Quote Originally Posted by HyoMinPark View Post
Take the following scenario: You have a random matched party in an Expert dungeon. The tank decides to do large pulls, and the healer dissents, saying that large pulls are “stressful to them” and that the tank is “being inconsiderate by trying to force the large pulls on them”. This would fall under “emotional distress” caused by “compelling a playstyle”. Conversely, the tank becomes frustrated because the healer now wants to dictate that they do small pulls over large ones, thereby “compelling a playstyle” on the tank. So, who wins here? Under these current guidelines, both can be spun into “emotionally distressing” situations of “compelling a playstyle”, but who gets punished? The one who does a better job of wording their argument? The one who reports first? How do we know? How can we determine it? It’s a stalemate.

It isn’t a stalemate. If neither side can compromise and both sides remain polite, then it falls to which player’s gameplay is disrupting the run. If it’s causing wipes to pull too many, then the tank is being disruptive. If, somehow, smaller pulls are causing the run to be disrupted with wipes, then the healer needs to adjust.

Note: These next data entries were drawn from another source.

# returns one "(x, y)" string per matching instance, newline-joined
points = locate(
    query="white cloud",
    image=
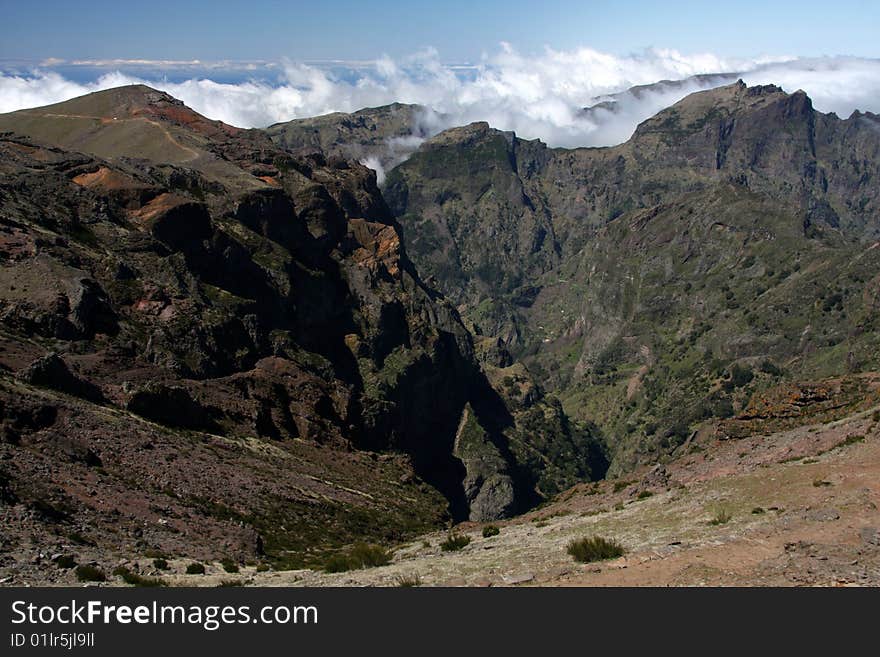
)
(538, 97)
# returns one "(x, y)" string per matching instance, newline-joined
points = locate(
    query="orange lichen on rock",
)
(379, 245)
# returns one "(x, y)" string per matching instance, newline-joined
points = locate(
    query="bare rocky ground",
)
(802, 507)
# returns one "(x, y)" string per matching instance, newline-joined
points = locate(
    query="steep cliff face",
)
(224, 339)
(638, 282)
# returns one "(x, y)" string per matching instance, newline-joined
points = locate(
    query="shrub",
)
(153, 553)
(89, 573)
(337, 563)
(721, 518)
(454, 542)
(370, 556)
(361, 555)
(137, 580)
(408, 580)
(740, 376)
(594, 548)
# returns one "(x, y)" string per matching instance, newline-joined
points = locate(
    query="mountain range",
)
(228, 343)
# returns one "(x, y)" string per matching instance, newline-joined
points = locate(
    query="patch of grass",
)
(455, 542)
(195, 568)
(153, 553)
(851, 440)
(79, 539)
(408, 580)
(89, 573)
(137, 580)
(361, 555)
(620, 485)
(594, 548)
(229, 565)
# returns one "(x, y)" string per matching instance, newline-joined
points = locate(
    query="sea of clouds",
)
(539, 96)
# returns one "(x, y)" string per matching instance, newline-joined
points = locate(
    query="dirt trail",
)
(191, 153)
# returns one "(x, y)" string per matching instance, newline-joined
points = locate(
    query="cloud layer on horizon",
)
(537, 97)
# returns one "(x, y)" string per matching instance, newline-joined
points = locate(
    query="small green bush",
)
(408, 580)
(137, 580)
(620, 485)
(594, 548)
(153, 553)
(361, 555)
(454, 542)
(370, 556)
(89, 573)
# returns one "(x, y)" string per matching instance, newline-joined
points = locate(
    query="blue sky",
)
(460, 30)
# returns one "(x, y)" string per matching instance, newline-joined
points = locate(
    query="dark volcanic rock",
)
(52, 372)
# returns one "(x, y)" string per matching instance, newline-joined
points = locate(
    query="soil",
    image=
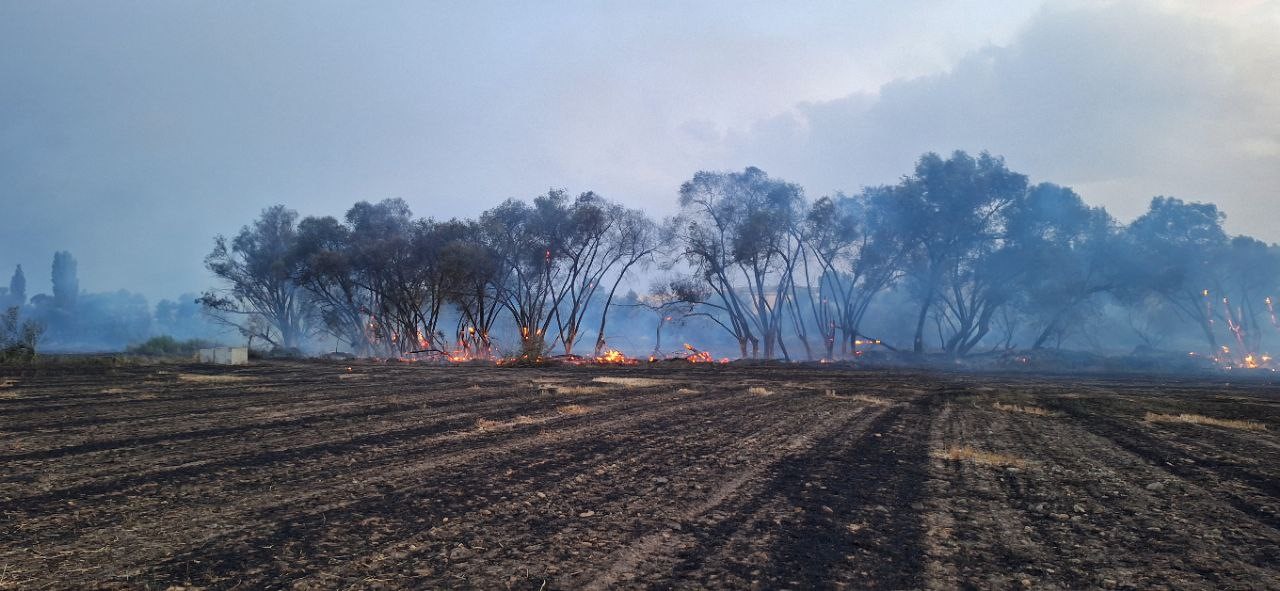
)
(291, 475)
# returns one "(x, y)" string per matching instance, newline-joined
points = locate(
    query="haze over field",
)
(133, 132)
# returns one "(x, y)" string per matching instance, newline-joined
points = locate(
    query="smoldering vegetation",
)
(961, 261)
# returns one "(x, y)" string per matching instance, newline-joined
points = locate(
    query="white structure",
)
(225, 356)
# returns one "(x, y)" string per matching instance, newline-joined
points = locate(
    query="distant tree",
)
(528, 242)
(261, 297)
(736, 230)
(18, 288)
(851, 255)
(65, 282)
(1176, 248)
(1068, 256)
(475, 274)
(334, 285)
(635, 239)
(952, 214)
(18, 338)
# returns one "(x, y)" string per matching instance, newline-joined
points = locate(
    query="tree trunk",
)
(918, 343)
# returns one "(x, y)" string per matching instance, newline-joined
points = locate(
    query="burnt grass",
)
(293, 475)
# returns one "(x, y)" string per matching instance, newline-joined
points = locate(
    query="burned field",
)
(316, 476)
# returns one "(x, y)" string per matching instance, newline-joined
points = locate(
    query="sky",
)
(133, 132)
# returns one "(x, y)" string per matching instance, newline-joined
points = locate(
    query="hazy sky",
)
(133, 132)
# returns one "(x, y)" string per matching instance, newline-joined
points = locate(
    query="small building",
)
(224, 356)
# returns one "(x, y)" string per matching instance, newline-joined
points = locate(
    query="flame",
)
(698, 356)
(616, 357)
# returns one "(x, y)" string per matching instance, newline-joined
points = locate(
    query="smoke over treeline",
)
(76, 320)
(961, 256)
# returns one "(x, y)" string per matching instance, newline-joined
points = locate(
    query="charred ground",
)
(316, 476)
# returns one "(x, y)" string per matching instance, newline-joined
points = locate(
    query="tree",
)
(736, 230)
(65, 282)
(529, 241)
(327, 271)
(952, 214)
(635, 241)
(18, 288)
(851, 255)
(261, 297)
(18, 339)
(474, 275)
(1068, 253)
(1175, 251)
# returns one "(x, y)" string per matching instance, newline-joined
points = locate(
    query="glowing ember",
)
(615, 357)
(698, 356)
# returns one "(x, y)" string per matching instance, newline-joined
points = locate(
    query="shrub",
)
(18, 339)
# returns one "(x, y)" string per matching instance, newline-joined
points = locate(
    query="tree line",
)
(978, 257)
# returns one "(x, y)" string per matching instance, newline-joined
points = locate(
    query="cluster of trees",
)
(974, 255)
(384, 282)
(71, 319)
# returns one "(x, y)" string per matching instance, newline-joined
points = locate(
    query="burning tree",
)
(261, 297)
(1175, 247)
(735, 229)
(850, 255)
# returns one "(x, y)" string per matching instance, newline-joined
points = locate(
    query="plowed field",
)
(316, 476)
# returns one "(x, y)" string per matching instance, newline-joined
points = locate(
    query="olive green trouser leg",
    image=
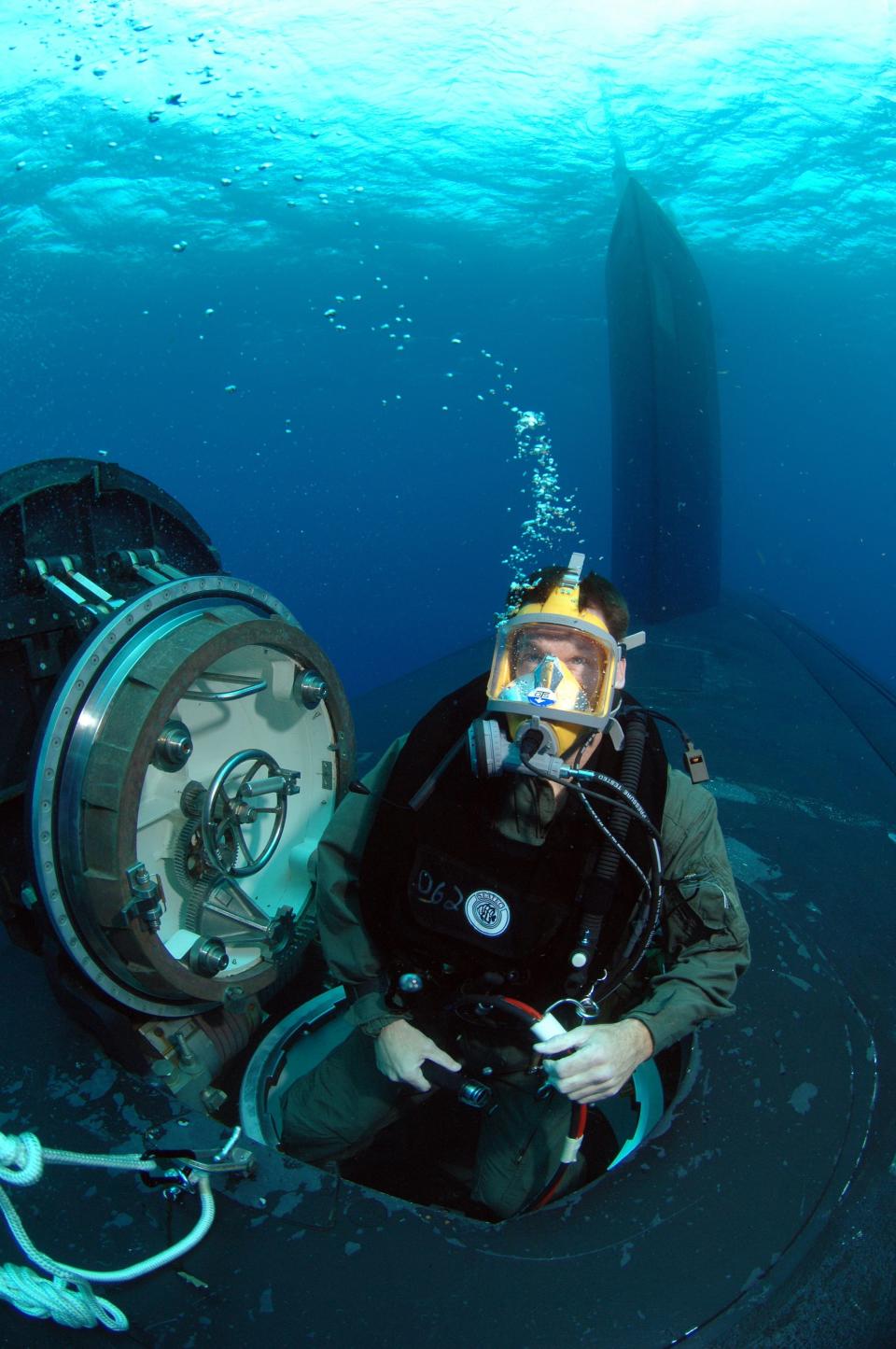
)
(335, 1110)
(520, 1145)
(341, 1105)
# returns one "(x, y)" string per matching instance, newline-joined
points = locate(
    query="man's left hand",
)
(596, 1060)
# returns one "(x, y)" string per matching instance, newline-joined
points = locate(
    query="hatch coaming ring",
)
(227, 815)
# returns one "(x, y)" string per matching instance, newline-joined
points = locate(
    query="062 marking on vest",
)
(444, 893)
(487, 912)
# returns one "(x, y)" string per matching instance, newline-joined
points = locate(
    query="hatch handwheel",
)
(227, 809)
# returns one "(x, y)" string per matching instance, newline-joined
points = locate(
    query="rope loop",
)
(21, 1159)
(75, 1306)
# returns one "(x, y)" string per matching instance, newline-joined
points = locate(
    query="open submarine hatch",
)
(185, 758)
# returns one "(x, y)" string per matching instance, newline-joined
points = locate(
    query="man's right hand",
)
(401, 1049)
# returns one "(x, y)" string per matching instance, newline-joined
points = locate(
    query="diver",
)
(526, 846)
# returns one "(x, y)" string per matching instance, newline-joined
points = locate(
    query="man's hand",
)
(602, 1060)
(401, 1049)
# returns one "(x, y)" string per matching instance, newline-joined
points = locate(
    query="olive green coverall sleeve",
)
(705, 934)
(335, 867)
(705, 931)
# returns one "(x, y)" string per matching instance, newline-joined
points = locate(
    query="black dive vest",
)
(445, 893)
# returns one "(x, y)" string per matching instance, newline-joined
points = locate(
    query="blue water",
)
(447, 170)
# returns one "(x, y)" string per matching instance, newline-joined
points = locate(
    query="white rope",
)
(21, 1163)
(77, 1307)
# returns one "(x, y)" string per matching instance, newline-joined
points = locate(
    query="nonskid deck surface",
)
(735, 1206)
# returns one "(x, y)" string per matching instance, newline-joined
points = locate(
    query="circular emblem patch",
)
(487, 912)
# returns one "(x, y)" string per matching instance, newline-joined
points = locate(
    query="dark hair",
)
(594, 593)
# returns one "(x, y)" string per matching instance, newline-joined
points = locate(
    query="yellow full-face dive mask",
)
(556, 663)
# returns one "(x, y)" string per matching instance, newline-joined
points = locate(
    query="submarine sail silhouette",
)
(173, 749)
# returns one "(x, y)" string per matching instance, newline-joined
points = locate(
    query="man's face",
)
(584, 657)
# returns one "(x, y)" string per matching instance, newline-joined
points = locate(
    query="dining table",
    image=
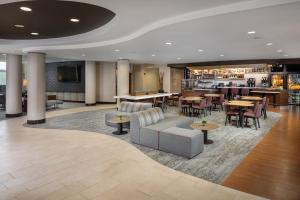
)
(191, 100)
(242, 105)
(266, 93)
(251, 98)
(212, 95)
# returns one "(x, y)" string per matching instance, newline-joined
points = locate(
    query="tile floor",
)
(77, 165)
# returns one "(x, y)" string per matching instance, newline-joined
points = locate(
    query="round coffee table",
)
(205, 128)
(120, 121)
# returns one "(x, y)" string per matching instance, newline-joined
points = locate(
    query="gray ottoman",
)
(180, 141)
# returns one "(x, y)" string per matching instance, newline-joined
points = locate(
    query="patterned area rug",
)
(231, 145)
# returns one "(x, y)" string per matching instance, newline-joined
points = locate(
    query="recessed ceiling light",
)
(26, 9)
(19, 26)
(74, 20)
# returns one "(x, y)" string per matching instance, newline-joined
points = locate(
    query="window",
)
(2, 73)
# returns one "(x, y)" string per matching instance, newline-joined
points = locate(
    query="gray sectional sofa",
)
(126, 109)
(167, 133)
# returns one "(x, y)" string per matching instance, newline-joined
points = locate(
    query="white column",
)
(90, 83)
(36, 89)
(123, 69)
(14, 85)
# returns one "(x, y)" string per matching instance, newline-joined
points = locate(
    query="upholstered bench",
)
(180, 141)
(126, 109)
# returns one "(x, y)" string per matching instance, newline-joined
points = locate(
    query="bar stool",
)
(245, 92)
(225, 92)
(234, 92)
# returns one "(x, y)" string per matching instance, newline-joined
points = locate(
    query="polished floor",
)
(272, 169)
(78, 165)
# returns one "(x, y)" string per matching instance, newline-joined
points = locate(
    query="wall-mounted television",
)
(69, 73)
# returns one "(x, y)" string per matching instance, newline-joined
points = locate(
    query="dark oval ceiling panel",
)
(50, 19)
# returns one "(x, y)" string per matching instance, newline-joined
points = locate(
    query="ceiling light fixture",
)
(74, 20)
(19, 26)
(26, 9)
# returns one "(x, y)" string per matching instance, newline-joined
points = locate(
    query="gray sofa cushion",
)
(179, 141)
(134, 107)
(149, 137)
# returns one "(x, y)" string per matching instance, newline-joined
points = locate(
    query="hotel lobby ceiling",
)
(50, 19)
(141, 29)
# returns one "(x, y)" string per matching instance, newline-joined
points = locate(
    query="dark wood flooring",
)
(272, 169)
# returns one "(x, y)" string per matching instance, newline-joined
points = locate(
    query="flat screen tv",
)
(69, 73)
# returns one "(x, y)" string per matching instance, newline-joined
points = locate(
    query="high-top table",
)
(265, 93)
(212, 95)
(191, 100)
(241, 105)
(251, 98)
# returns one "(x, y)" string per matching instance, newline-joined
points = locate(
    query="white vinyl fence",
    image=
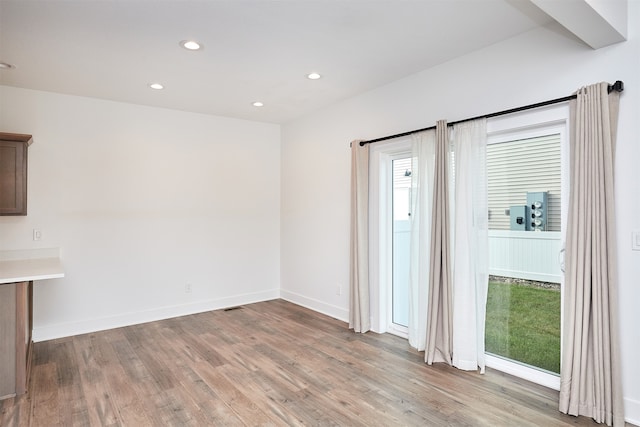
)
(525, 255)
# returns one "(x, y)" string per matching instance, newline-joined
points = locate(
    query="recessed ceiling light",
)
(191, 45)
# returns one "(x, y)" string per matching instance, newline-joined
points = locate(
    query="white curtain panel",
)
(423, 150)
(359, 304)
(590, 372)
(440, 308)
(470, 243)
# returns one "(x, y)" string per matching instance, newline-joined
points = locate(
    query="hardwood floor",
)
(270, 363)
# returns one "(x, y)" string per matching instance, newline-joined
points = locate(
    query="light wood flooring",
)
(270, 363)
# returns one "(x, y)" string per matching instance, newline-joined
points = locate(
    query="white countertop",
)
(29, 268)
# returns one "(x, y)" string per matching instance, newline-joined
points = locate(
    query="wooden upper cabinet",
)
(13, 173)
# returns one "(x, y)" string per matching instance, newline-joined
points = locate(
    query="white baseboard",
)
(316, 305)
(61, 330)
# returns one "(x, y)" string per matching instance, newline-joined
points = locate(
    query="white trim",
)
(632, 411)
(522, 125)
(523, 371)
(61, 330)
(380, 256)
(316, 305)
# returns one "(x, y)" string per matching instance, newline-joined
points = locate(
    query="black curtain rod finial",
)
(618, 86)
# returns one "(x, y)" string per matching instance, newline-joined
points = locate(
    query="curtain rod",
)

If no solution is agreed upon, there is a perfectly reasonable option available. Whichever of the two just can’t tolerate the other playstyle can just leave the party. You’re not going to get banned for using a function the game provides for its intended purpose.

Sorry to say that in an equal situation where nobody is breaking the “don’t be a jerk” rules and neither wants to leave, the healer wins here because the tank’s playstyle literally causes the run to fail. The healer’s does not.